Lasciandosi alle spalle un massiccio palazzo di uffici, l’insegna della Camelot Bank a possenti lettere rosse ed un continuo viavai attraverso le porte scorrevoli, continuò sulla strada, il marciapiede largo ed i negozi che scorrevano lenti sulla sua destra, il dolce odore della glassa al limone di una pasticceria che si spandeva nell’aria.

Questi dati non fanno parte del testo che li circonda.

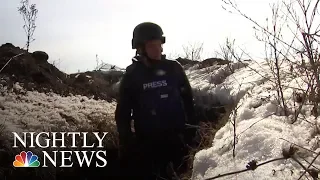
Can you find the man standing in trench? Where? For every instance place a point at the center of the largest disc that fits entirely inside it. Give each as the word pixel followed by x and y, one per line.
pixel 156 94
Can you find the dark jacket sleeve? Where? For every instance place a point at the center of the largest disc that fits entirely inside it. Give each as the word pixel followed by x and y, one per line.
pixel 187 95
pixel 123 110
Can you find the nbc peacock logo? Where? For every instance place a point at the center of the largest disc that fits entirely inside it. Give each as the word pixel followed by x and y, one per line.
pixel 26 159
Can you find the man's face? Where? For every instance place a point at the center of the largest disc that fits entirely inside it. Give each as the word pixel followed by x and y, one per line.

In lontananza, intravide un gruppetto di studentesse, le camicette annodate sotto il seno e qualche libro sotto braccio. Raddrizzò la schiena e si passò una mano fra i capelli, facendo risplendere il quadrante del suo Cartier dal cinturino di pelle sotto la luce del sole. Sorrise con fare seducente mentre le affiancava, lentamente, beandosi delle loro risatine eccitate.

Quando furono lontane, controllò l’orologio, fermandosi di fronte alla lucida vetrina di una libreria, Avalon Bookstore in ghirigori cremisi sul vetro della porta.

Entrò, l’odore di polvere e muffa che si infilò nelle narici.
Era un ambiente spazioso, un bancone sul fondo che nascondeva un vecchio e i suoi capelli quasi trasparenti, gli occhialetti tondi alla John Lennon ed un registratore di cassa che non doveva essere perfettamente funzionante. Oltre a lui, c’erano altri tre clienti – una bambina che sfogliava un volume più pesante di lei; un ragazzo alto e magro, di spalle, nella sezione Scienze; ed una donna, un libriccino fra le mani morbide, i capelli neri che le ricadevano sulle spalle, un abito pastello che le sfiorava le ginocchia nude.
Riscrivendo la propria lista di priorità, Arthur le si avvicinò, afferrando un libro qualsiasi dallo scaffale, sfogliandone le pagine senza prestarvi attenzione.
La donna non diede segno di averlo notato. Lui si schiarì la gola e lei sollevò lo sguardo, includendolo nella visuale e poi ignorandolo, portando di nuovo l’attenzione sul suo volumetto.

« Salve, milady »

La donna alzò la testa e gli rivolse un breve cenno.

« Posso chiederle qual è il suo nome? »

Lei inarcò un sopracciglio, seccata.

« Polly. »

« Ma che splendido nome! Le si addice, sa? Io sono Arthur, Arthur Pendragon. »

Polly lo ignorò, disinteressata. Arthur non si arrese.

« Cosa sta leggendo? »

« Bukowski »

Arthur annuì.

« Certo. Uhm, le piace la letteratura russa? »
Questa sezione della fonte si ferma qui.